If there's any truth to the long held market cliche "don't fight the Fed," then Rogers is in for a world-class beat down. He seems utterly unable to stop brawling with the Fed. At the very least, Rogers rages at the Fed machine at every opportunity.
When Rogers visited Breakout in March, I made him "imaginary Fed chief" by virtue of the powers of Yahoo! Finance. It was the shortest imaginary reign in history as Rogers made shutting the Federal Reserve the top item on his agenda. Today, the man is harder-lined on the subject than ever, based on our interviews. He says you should reject everything you know or are told about the Fed, starting with the idea that the job of Fed chairman is an apolitical role.
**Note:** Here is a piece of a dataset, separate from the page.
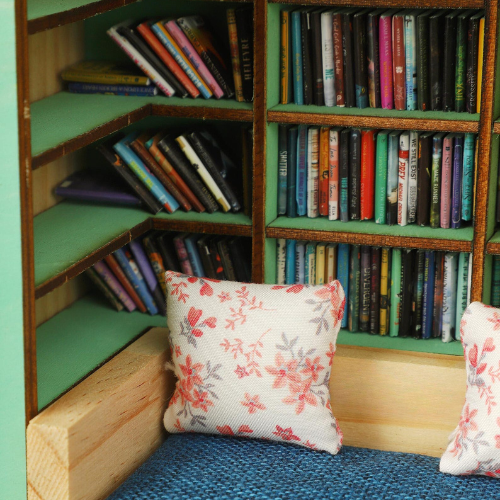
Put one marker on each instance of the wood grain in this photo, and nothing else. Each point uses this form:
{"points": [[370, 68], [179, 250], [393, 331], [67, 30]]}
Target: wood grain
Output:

All Fed chairmen are political stooges, says Rogers, and Bernanke is no different. And as we move closer to November 2012, he says "there's enormous pressure to get Obama re-elected ... Bernanke knows where his bread is buttered."
Rogers dismisses Dr. Ben as "just an Ivy League professor" who has never been right. According to Rogers, Bernanke has been out of ideas since arriving in Washington -- and that's a good thing, because what the Fed and Bernanke have done so far has sent us down a path that the economy might never recover from. The stimulus from two rounds of quantitative easing are only the most recent and public, and have been likened to giving a drunk more booze to avoid a hangover, according to Rogers and many trading economic-types. At this point, rather than just a hangover, the economic patient is headed for the morgue. Rather than a severe recession or even depression, we've been putting off feeling the pain, stashing a few trillion of bad debt here or there, and hoping it goes away. It won't, in Rogers' view.
However, all is not entirely lost. Rogers notes that the Federal Reserve, enacted in 1913 by Woodrow Wilson, was only the latest in a long line of attempts at U.S. central banking, all of which have ended in tears and disaster. The Federal Reserve will hopefully be gone before the country is, he says Until the Fed is abolished, Rogers has one piece of advice for traders and investors about Bernanke: "Don't pay attention to the man."